転生した赤ちゃん皇女さまは家族のために暗躍します~冷酷皇帝一家の天才幼女がどんな事件も解決でしゅ!~

28.私がこれまで見た知識

 娘のグレンダがいなくなり、少しして。
 グレンダの館へ突然の来客があった。

「アルバート様、シャルウッド殿下とボルツ殿下がお見えでございますが……」

「ふたりが? 一体何の用だ」

 この館に両殿下だけが訪れるとは珍しい。
 大抵はグレンダが連れてきた時だけなのに……。

「グレンダ様にお頼みの例の件とのこと……コーヒーと魔法のご教授についてのようで」

「……むむっ」

 コーヒーは表の交易も裏の密輸でもアルバートの大事業だった。
 表で売り込みながら、裏で稼ぐ……コーヒーは目玉商品だ。

 しかもどうやら軽い覚醒作用や中毒性もあるらしく、アルバートもグレンダも愛飲していた。

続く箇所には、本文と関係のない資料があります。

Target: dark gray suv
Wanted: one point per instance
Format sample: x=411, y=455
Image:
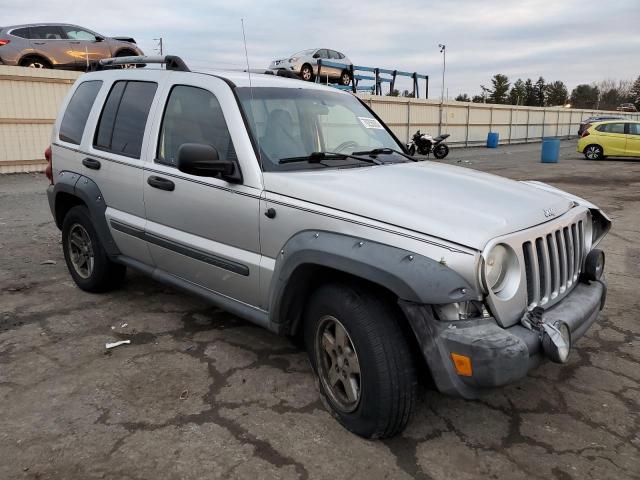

 魔法もボルツの世話をしていたのは、今後を見据えてのこと。
 レインを追い落とすまで、あのふたりは依然として重要だった。

「グレンダはコーヒーと魔法をきっかけにボルツを取り込むはずだった。ふぅむ、追い返すのはちともったいないか」

 グレンダが不在ということでふたりを追い返すのは簡単だ。
 しかしあのふたりは……今後もキーマンになる。

(それに娘の手綱を握るには、俺も動かねばな……)

 アルバートはちらっとテーブルの上にいるモナックを見やった。

 うつ伏せになって寝ているように見える、皇室の守護精霊。
 この猫の始末をつけたら、グレンダはますます増長するだろう。

 アルバートとグレンダは共犯である。
 もちろん娘を信頼しているが、グレンダの資質は危険極まりない。

 あのレインのためなら、父であるアルバートを切って捨てるかもしれない。
 いざという時の保険に、シャルウッドとボルツとの仲を構築するのは悪くない選択のはずだ。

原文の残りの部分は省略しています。